I wonder how far Quine thought the paper didn't go beyond attacks on the analytic/synthetic distinction made by Goodman and White (in distinct papers, but presented at the same conference/workshop) in 1949, and so before "Two Dogmas". (I'll admit to finding the critics in those papers clearer and better than Quine's, but it's been a long time since I've read any of them.) He's thanked in those papers. Does he mention them at all in the notes discussed? (My copy of FALPV is too far for me to access right now.)

Jim Gillespie

Matt: Quine cites White at the very end of "Two Dogmas." The note is to the following sentence: "Carnap has recognized that he is able to preserve a double standard for ontological questions and scientific hypotheses only by assuming an absolute distinction between the analytic and the synthetic; and I need not say again that this is a distinction which I reject." The note (on p. 46 of FALPOV) itself reads: "For an effective expression of further misgivings over this distinction, see White."

Sander Verhaegh

This is from the preface of FLPV: "The critique of analyticity to which "Two dogmas" is in large part devoted is an outcome of informal discussions, oral and written, in which I have engaged from 1939 onward with Professors Carnap, Alonzo Church, Nelson Goodman, Alfred Tarski, and Morton White; to them I am indebted certainly for stimulation of the essay, and probably for content".

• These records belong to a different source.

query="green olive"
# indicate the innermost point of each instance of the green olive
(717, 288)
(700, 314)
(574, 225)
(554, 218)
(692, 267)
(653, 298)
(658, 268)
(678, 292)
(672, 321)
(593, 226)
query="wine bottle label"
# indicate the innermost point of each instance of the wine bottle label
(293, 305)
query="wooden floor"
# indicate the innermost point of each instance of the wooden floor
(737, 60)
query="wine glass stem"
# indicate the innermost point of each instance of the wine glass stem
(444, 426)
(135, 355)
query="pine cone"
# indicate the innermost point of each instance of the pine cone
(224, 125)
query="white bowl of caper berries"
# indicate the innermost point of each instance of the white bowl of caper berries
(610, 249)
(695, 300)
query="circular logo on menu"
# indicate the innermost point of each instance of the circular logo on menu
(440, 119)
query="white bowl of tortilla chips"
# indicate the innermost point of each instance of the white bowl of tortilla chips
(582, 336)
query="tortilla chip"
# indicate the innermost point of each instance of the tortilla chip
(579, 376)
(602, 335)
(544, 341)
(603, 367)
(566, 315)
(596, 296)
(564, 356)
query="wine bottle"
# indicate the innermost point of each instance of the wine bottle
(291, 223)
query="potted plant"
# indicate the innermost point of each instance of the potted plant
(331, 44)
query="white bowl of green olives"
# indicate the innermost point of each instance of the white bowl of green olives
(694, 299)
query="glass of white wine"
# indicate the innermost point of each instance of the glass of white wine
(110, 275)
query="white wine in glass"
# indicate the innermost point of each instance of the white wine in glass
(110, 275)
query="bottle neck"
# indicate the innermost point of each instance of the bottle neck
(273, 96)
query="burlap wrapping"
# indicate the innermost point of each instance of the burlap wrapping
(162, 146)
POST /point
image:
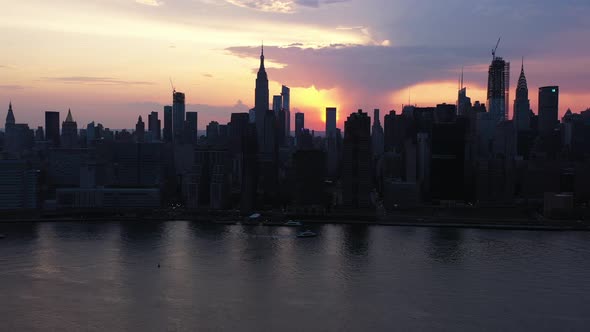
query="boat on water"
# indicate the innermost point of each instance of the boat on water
(306, 233)
(293, 223)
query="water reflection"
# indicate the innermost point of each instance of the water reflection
(67, 276)
(446, 245)
(356, 240)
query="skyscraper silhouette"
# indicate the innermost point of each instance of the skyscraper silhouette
(191, 127)
(331, 121)
(69, 132)
(463, 102)
(261, 97)
(377, 134)
(356, 161)
(154, 126)
(286, 97)
(139, 130)
(522, 104)
(299, 125)
(52, 127)
(548, 109)
(498, 85)
(10, 121)
(178, 110)
(168, 124)
(277, 103)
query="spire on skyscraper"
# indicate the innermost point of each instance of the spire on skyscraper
(10, 116)
(69, 118)
(262, 58)
(522, 90)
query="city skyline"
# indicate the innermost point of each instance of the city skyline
(368, 65)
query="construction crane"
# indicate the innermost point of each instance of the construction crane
(495, 49)
(172, 85)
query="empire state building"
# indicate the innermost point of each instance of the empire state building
(261, 106)
(261, 93)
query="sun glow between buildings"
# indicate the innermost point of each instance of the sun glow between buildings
(314, 102)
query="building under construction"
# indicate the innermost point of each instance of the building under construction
(498, 87)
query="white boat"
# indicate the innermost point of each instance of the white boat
(254, 216)
(293, 223)
(306, 233)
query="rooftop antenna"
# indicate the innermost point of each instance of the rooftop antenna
(495, 49)
(172, 85)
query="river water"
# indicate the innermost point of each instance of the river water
(105, 277)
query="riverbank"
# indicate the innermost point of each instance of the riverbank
(398, 220)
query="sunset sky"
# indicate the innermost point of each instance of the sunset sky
(111, 60)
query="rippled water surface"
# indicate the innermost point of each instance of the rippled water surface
(105, 277)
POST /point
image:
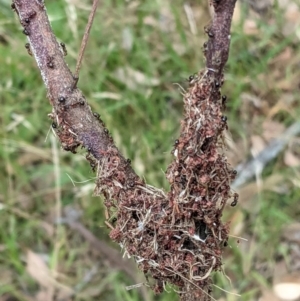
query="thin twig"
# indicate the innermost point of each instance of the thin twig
(85, 38)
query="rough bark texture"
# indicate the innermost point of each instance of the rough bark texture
(175, 237)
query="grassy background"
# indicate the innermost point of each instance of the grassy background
(136, 52)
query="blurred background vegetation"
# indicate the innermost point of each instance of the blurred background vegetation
(138, 54)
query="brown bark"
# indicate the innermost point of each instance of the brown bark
(175, 237)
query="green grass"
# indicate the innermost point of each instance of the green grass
(144, 121)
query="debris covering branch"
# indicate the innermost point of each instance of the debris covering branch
(176, 237)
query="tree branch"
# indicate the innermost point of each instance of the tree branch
(176, 237)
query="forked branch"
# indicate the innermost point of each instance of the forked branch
(176, 237)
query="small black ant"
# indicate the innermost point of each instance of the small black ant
(131, 184)
(61, 99)
(64, 49)
(27, 46)
(50, 62)
(235, 200)
(224, 100)
(224, 118)
(96, 115)
(26, 32)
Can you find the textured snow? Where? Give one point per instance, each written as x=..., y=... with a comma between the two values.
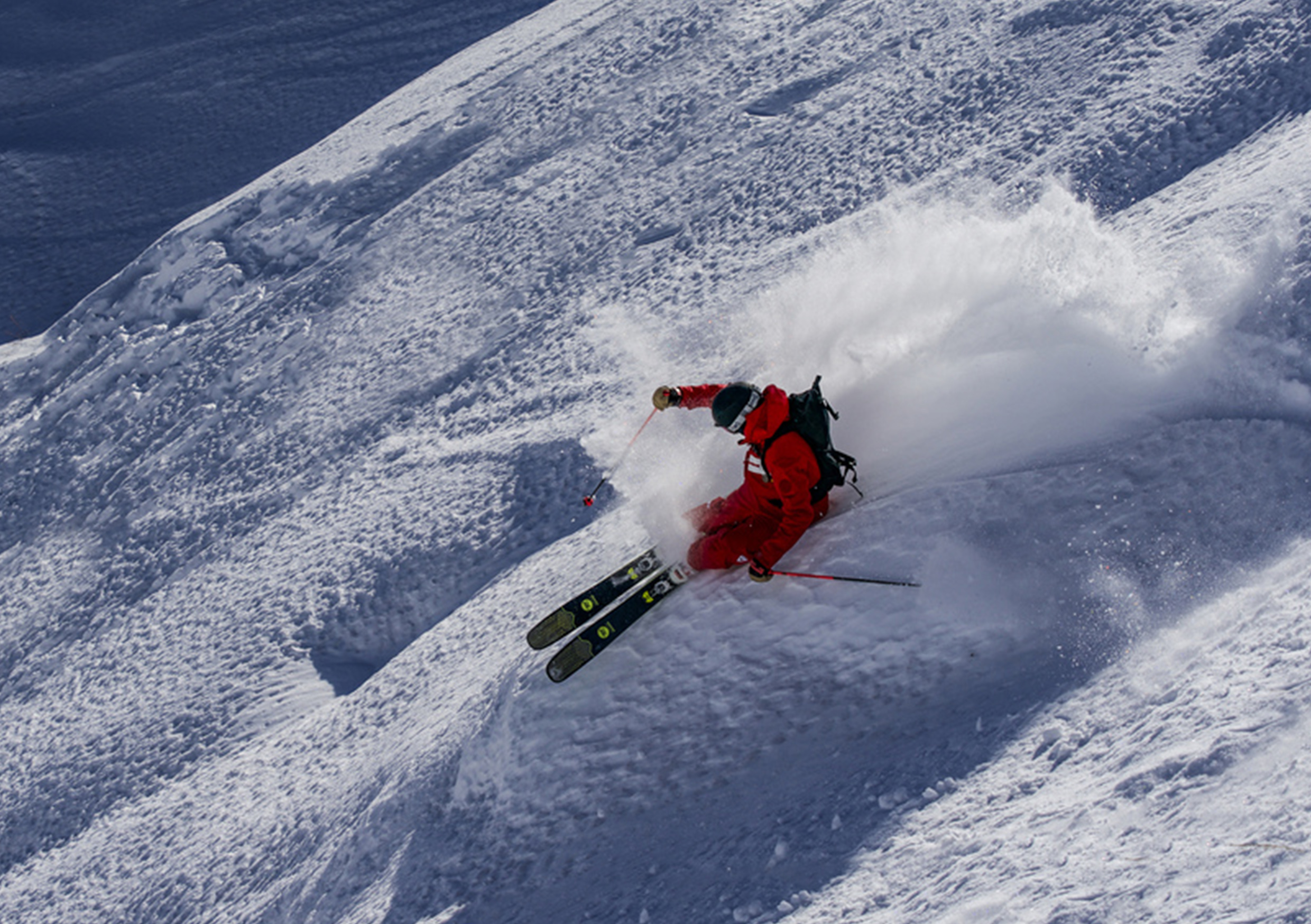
x=283, y=496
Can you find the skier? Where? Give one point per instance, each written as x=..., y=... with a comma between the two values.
x=769, y=513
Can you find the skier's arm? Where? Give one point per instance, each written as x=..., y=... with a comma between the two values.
x=685, y=396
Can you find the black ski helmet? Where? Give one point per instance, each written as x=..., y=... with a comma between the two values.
x=733, y=404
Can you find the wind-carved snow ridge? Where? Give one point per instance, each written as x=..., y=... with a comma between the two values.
x=282, y=498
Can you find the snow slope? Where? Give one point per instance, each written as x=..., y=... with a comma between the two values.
x=282, y=497
x=117, y=121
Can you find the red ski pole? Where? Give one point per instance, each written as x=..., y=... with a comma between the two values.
x=588, y=501
x=836, y=577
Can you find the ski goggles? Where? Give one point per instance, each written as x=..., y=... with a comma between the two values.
x=740, y=421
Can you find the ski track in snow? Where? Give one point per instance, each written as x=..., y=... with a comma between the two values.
x=283, y=496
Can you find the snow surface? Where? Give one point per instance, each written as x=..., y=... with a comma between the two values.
x=283, y=496
x=119, y=119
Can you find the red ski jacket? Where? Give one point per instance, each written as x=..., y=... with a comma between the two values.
x=775, y=487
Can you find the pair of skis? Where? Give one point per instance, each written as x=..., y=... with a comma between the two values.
x=647, y=572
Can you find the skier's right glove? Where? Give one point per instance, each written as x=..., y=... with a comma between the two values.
x=667, y=396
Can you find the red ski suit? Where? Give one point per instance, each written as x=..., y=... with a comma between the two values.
x=763, y=518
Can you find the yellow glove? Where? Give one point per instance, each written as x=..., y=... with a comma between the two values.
x=665, y=396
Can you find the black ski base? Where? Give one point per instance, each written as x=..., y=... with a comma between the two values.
x=593, y=600
x=596, y=637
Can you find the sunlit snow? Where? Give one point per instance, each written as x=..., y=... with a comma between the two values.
x=283, y=497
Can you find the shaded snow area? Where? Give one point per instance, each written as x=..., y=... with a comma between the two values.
x=119, y=119
x=282, y=497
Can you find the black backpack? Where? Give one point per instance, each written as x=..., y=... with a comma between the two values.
x=808, y=417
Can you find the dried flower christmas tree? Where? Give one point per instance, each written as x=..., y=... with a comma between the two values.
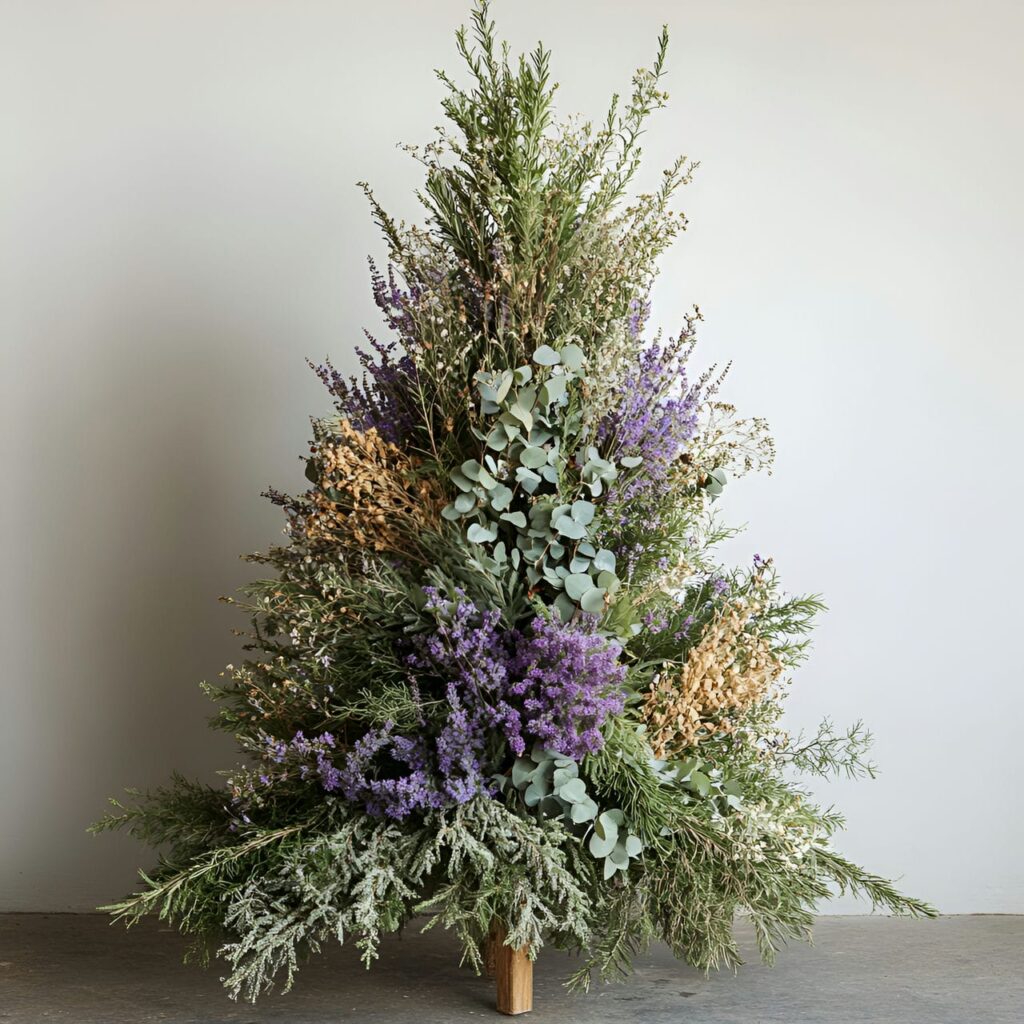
x=497, y=673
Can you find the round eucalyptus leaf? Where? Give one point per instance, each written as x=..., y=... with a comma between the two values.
x=547, y=356
x=573, y=791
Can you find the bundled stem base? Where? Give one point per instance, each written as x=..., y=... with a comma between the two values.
x=513, y=971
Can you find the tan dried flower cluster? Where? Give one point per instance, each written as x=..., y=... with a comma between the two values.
x=370, y=494
x=740, y=445
x=731, y=668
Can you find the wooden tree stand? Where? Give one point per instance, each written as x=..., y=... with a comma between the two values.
x=513, y=973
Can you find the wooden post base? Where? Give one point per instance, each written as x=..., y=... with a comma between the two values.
x=513, y=974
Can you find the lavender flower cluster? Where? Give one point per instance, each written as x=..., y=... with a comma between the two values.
x=655, y=416
x=384, y=398
x=553, y=683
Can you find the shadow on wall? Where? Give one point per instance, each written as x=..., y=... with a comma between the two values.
x=141, y=491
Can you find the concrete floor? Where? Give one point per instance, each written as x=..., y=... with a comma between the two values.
x=951, y=971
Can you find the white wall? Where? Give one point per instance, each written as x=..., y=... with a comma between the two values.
x=180, y=228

There is some evidence that suggests that Quine's believed that his position differed from Goodman's. In an unpublished letter to Goodman from 1949 (written about 20 months after the famous triangular correspondence between Quine, Goodman, and White), Quine introduces the term 'asemiotism' and defines it as "the doctrine that no coherent notions of meaning, analyticity, etc. are to be hoped for". He then claims that Goodman is a staunch proponent of asemiotism and defines his own position as follows: "While I do not identify myself with asemiotism, I must concede it a certain plausibility". If this is still Quine's position in 1951 (in my book I argue that this is the case), then Quine's argument seems weaker than Goodman's: he does not say that there is *no* acceptable definition of analyticity, he only claims that existing accounts do not satisfy the empiricists' standards. Indeed, Quine himself eventually found an empirically satisfying definition in *The Roots of Reference* (even though that definition is "no such radical cleavage between analytic and synthetic sentences as was called for by Carnap")

Matt Carlson

Very interesting post, Sander! I especially liked the anecdote from 1968, in which Quine remarked that the idea of section 6 of "Two Dogmas" was too metaphorical even to discuss. I think you're definitely right that Quine was never satisfied by "Two Dogmas", especially the metaphors he gives in the final section. But I think it's also interesting that he never seemed to be able to give those metaphors up, either. I think the reason for this is that he realized that the genetic account that he develops in the 50s and 60s doesn't clearly capture the idea of the metaphor. Yes, it is more empirically respectable, but in particular it doesn't satisfactorily explain why we are so reluctant to revise logic and mathematics in the face of "recalcitrant experience". (Shameless self-promotion: I defend this view in my paper, "Logic and the Structure of the Web of Belief" in JHAP, 2015.)

To be clear: I don't think I'm disagreeing with Sander here. I agree that Quine was never satisfied with his metaphors at the end of "Two Dogmas". I'm just pointing out that he was never satisfied with his attempts to replace them, either.

Matt

Thanks for the extra information, Jim and Sander - I appreciate it.

Charles Conti


Can someone please remind me of the name of Welch philosophy at Swansea (I think) who wrote on 'the the Two Quines'; the one more 'logical'; the other more 'linguistic'? --which is presumably at the heart of the remark there is no adequate definition of analyticity as to be able t deal with the creative nuances (or nuisances) of 'the web of belief's a/logicality or 'the creativity of "recalcitrant experience" itself, a la Goodman.